Falta consenso. "Países desenvolvidos, principalmente, os mais pobres, pensam na economia verde como mais uma conceito criado pelos ricos para impedir que eles cuidem de seu próprio desenvolvimento, que precisa ser inclusivo", diz o economista britânico Tim Jackson. "Enquanto as nações desenvolvidas querem transformar a economia verde em crescimento verde, com inovação e tecnologias de baixo carbono para gerar produtos e serviços mais sustentáveis", destaca.

Não por acaso esse é um dos pontos que mais emperram as negociações na Conferência da ONU, mas é preciso desatar esse nó. Afinal, quando se passa em revista a sequência de crises multidimensionais que o planeta enfrenta - a econômica, financeira, climática, de segurança alimentar e políticas - fica difícil ignorar a necessidade de mudança.

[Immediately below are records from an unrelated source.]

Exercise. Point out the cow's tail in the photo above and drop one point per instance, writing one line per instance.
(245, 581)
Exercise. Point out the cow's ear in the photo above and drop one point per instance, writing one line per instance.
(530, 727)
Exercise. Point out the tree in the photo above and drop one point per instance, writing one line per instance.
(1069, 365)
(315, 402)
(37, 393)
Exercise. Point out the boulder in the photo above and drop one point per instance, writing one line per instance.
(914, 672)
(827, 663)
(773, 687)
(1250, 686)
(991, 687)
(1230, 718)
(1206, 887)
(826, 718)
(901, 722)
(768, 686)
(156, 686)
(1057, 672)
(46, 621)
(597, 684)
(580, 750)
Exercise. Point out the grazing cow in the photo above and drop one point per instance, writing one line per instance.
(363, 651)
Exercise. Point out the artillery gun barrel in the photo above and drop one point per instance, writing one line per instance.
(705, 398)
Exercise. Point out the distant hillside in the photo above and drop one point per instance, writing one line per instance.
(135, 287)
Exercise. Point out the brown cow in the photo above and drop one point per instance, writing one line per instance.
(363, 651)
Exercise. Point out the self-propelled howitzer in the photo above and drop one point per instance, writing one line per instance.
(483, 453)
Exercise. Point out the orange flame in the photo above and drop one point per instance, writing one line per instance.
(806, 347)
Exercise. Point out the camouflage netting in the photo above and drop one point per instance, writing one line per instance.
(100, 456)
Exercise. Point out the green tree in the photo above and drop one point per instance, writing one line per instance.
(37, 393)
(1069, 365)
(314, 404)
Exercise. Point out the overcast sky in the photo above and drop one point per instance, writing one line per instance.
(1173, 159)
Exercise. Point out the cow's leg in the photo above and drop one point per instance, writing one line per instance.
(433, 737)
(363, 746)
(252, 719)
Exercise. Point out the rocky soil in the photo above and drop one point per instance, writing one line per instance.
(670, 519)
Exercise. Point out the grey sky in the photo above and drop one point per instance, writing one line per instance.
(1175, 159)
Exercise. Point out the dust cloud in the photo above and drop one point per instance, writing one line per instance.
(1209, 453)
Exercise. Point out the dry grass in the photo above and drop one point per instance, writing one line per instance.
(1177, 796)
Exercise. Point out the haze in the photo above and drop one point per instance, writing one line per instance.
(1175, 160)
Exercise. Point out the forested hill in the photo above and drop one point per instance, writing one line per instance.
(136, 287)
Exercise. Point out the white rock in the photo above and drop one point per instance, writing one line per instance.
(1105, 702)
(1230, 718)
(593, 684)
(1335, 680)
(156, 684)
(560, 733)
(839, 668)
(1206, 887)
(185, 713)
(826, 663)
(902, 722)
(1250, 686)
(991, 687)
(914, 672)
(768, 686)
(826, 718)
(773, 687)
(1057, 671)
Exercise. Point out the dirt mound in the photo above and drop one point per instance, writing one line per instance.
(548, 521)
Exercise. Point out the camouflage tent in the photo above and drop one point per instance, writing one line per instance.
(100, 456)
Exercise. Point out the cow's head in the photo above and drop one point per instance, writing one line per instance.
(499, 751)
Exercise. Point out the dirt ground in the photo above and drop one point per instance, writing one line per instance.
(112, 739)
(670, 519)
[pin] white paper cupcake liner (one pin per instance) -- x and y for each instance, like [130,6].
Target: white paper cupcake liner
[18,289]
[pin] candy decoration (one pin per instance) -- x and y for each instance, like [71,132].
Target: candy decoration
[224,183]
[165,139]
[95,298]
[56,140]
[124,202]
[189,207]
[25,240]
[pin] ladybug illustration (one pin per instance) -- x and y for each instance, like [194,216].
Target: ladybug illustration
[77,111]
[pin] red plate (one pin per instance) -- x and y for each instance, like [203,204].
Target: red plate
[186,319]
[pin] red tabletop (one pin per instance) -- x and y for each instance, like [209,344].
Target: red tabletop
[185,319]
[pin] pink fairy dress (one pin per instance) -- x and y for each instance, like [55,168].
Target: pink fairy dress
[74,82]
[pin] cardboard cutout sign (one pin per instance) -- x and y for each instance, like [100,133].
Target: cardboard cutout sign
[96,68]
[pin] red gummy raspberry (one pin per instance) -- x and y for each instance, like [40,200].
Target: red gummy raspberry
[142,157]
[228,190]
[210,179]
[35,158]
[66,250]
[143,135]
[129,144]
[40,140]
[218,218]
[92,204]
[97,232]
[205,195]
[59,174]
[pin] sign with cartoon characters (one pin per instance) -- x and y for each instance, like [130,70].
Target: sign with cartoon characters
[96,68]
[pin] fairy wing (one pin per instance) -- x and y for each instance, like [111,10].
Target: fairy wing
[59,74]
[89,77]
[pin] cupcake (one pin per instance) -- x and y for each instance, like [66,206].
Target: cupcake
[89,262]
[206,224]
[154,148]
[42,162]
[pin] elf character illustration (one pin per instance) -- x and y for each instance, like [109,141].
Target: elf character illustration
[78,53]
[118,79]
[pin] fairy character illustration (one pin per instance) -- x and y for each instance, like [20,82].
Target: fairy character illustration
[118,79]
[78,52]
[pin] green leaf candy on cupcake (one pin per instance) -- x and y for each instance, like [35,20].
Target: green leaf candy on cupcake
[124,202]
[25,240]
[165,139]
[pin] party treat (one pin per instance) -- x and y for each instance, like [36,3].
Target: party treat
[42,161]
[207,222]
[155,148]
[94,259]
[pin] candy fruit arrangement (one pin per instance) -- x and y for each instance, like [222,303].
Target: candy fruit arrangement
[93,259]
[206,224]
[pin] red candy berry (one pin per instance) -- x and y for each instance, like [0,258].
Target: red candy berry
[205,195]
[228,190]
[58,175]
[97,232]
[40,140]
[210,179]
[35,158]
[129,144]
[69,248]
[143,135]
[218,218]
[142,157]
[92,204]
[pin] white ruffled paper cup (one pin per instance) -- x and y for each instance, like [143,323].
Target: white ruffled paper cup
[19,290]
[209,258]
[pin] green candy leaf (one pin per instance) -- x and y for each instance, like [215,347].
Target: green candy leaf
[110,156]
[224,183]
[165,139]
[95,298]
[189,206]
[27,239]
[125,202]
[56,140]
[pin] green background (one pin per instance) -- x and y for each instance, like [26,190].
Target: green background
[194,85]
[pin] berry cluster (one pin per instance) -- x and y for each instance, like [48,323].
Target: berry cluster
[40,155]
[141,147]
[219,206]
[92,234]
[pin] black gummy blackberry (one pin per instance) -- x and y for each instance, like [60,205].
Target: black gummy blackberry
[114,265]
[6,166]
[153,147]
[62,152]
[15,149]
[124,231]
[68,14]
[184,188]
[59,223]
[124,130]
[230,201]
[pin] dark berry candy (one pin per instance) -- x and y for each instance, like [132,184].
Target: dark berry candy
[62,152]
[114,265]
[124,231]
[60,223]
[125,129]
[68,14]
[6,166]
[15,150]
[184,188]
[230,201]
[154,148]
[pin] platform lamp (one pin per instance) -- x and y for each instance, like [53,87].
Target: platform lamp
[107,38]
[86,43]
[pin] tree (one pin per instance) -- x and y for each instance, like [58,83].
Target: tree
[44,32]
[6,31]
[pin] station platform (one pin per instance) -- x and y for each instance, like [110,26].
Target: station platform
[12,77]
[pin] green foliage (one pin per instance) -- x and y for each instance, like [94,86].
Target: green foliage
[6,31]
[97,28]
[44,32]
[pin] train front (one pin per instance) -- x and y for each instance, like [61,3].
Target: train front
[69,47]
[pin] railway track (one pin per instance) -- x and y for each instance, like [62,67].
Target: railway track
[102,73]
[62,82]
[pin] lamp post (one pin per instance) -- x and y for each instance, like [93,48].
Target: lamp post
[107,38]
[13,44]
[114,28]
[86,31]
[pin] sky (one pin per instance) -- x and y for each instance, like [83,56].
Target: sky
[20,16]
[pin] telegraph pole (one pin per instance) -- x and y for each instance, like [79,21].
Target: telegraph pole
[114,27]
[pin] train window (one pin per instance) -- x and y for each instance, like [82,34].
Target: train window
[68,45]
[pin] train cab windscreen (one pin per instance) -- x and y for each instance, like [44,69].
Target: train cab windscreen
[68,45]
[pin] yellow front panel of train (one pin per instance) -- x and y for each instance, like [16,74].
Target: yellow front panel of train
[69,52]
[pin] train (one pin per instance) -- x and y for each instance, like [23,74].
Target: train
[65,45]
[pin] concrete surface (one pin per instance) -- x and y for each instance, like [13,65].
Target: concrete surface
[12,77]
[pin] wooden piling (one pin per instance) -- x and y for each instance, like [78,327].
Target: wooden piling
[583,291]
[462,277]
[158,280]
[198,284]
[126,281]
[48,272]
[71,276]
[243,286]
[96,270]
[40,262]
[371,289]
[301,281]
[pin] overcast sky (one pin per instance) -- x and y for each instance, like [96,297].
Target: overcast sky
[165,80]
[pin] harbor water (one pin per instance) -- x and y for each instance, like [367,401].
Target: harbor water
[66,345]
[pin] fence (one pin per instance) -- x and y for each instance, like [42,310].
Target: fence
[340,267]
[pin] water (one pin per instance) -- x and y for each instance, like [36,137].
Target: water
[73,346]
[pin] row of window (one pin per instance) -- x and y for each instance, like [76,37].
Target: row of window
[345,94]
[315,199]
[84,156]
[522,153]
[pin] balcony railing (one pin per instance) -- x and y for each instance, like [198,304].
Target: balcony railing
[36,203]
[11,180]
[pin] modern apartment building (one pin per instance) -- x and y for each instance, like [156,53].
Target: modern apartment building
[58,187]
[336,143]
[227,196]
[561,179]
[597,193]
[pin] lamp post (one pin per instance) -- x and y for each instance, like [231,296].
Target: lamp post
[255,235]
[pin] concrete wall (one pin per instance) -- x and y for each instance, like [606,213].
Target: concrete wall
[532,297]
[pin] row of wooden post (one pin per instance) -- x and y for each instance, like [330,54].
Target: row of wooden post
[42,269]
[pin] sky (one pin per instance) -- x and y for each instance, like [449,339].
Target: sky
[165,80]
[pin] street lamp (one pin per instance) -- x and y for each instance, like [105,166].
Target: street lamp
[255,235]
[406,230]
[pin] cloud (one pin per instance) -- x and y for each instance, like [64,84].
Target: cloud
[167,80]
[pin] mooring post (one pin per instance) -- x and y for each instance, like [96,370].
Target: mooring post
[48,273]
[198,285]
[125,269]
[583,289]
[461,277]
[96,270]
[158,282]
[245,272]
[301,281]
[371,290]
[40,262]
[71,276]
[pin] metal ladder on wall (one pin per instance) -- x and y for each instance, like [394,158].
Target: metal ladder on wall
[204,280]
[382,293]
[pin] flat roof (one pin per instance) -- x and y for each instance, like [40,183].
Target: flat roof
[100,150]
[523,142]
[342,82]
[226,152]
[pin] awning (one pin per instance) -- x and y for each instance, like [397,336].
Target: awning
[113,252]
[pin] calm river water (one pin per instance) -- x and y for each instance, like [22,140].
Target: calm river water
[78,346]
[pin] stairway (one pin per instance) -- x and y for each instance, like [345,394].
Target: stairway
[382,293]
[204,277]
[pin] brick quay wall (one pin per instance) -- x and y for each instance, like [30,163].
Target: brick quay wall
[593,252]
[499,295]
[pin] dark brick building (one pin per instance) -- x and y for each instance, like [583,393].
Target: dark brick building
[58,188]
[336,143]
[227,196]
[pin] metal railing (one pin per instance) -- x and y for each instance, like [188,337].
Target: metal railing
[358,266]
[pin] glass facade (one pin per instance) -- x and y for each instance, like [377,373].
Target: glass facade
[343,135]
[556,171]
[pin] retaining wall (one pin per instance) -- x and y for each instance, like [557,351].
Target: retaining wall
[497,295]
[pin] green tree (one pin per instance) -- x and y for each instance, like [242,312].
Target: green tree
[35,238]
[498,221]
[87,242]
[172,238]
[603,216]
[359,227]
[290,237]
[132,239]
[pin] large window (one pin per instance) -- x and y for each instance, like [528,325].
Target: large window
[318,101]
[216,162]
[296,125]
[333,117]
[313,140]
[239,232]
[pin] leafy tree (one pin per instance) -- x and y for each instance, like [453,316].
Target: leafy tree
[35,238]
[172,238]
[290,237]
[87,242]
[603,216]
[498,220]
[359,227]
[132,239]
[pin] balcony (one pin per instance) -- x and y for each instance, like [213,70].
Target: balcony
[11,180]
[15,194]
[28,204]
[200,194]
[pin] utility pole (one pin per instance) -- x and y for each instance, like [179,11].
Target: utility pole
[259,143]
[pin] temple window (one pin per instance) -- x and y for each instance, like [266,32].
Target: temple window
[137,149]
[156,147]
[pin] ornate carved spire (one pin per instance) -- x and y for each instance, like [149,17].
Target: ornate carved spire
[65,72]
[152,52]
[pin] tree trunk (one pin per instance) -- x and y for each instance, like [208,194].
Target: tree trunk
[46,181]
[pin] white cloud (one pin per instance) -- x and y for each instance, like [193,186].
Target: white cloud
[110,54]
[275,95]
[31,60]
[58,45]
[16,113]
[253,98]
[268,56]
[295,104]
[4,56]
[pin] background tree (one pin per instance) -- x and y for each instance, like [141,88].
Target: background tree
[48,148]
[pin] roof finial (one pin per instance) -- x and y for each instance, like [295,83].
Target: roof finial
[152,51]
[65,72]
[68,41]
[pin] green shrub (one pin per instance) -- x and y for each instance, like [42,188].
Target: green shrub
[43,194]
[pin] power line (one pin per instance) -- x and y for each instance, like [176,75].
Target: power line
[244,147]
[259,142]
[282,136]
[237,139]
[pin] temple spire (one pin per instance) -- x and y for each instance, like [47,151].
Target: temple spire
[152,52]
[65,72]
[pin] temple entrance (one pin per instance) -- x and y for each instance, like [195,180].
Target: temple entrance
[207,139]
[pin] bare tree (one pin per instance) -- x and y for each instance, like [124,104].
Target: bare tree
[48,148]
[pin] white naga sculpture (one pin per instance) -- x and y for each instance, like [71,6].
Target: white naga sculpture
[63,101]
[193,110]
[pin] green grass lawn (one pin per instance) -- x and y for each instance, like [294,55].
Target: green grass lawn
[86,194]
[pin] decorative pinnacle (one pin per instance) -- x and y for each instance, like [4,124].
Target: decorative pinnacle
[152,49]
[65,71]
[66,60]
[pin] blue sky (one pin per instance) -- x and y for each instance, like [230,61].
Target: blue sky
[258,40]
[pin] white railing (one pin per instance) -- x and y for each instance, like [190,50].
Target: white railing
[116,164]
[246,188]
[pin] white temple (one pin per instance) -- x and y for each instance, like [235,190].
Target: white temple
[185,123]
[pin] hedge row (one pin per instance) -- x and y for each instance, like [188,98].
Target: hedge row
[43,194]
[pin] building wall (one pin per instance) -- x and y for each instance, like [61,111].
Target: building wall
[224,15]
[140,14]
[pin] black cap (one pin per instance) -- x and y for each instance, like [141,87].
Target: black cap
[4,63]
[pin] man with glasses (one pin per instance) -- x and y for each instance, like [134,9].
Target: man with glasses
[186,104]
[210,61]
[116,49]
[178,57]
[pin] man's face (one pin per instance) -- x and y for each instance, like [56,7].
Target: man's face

"A transição para uma economia verde deve ser vista como uma oportunidade de transformar as estruturas e relações de poder para uma sociedade mais inclusiva e resiliente", sugere Ivan Turok, diretor executivo do Conselho de Pesquisa em Ciências Humanas da África do Sul. "É também uma forma mais eficaz de estimular a economia global do que simplesmente estimular o consumo indiscriminado, que degrada o meio ambiente", destacou durante um evento paralelo à Rio+20.

Ricos x pobres

Refinado o conceito, será preciso responder a uma pergunta ainda mais urgente: quem vai bancar a economia verde? Segundo relatório do Pnuma, para alavancar a transição para um novo modelo, seria necessário investimento de 2% do PIB mundial - ou US$ 1,3 trilhão por ano - em setores estratégicos, que vão da agricultura, construção, energia e pesca ao transporte, indústria e resíduos.


Ninguém discute que os países pobres precisam de ajuda financeira para colocar em prática o desenvolvimento sustentável e fazer a transição para a economia verde de uma maneira que atenda à suas necessidades. A divergência se instala na hora de saber quem vai financiar essa transformação. Para os países pobres cabe às nações ricas o encargo.

Mas há claros sinais de que os mais ricos não fazem questão de cumpri-lo, ainda que isso signifique ir na contramão dos compromissos assumidos na Eco-92. À exemplo do princípio das responsabilidades comuns mas diferenciadas (RCPD), que define que todos os países têm o dever comum de preservar o planeta, sendo que as responsabilidade maior, de concretizar as ações do desenvolvimento sustentável, ficaria com os países desenvolvidos, uma vez que foram eles os que por mais tempo se beneficiaram do atual modelo econômico.

A ideia soa desagradável: a proposta do G-77 (grupo em desenvolvimento) de criar um fundo verde de 30 bilhões de dólares foi rejeitada pelos Estados Unidos, União Europeia, Canadá e Japão. Decepcionados, os negociadores do G-77 abandonaram as discussões sobre economia verde. Se depender das nações ricas, a criação de um fundo pode ser adiada até 2014.

É nessa queda de braço que as reuniões da ONU costumam se desenrolar, anos a pós anos. "Governos não vão nos tirar dessa bagunça. Essa é uma responsabilidade das sociedades que devem liderar seus políticos", afirmou o especialista americano Jeffrey Sachs, diretor do Earth Institut centro de referência em estudo sobre desenvolvimento sustentável, durante um dos Diálogos Sustentáveis, evento oficial da Rio+20 voltado para engajar a sociedade no debate. "Sou totalmente favorável a incentivos que possam ajudar a redirecionar a economia. Mas sei bem que no meu país [EUA] isso é impossível porque o setor de óleo praticamente domina o governo", disse.

Para o professor da Universidade de Columbia, é mais eficaz estabelecer objetivos que a sociedade civil - representada por universidades, empresas, Ongs e insituições - possa ter sucesso, como os Objetivos do Milênio, adotados no ano 2000 pela ONU que inspiraram uma geração pelo mundo a lutar contra pobreza, fome e doenças, pressionado, assim, os governos a agir. "Eles vão ter que nos seguir, porque é isso que eles fazem para se manter no poder", diz.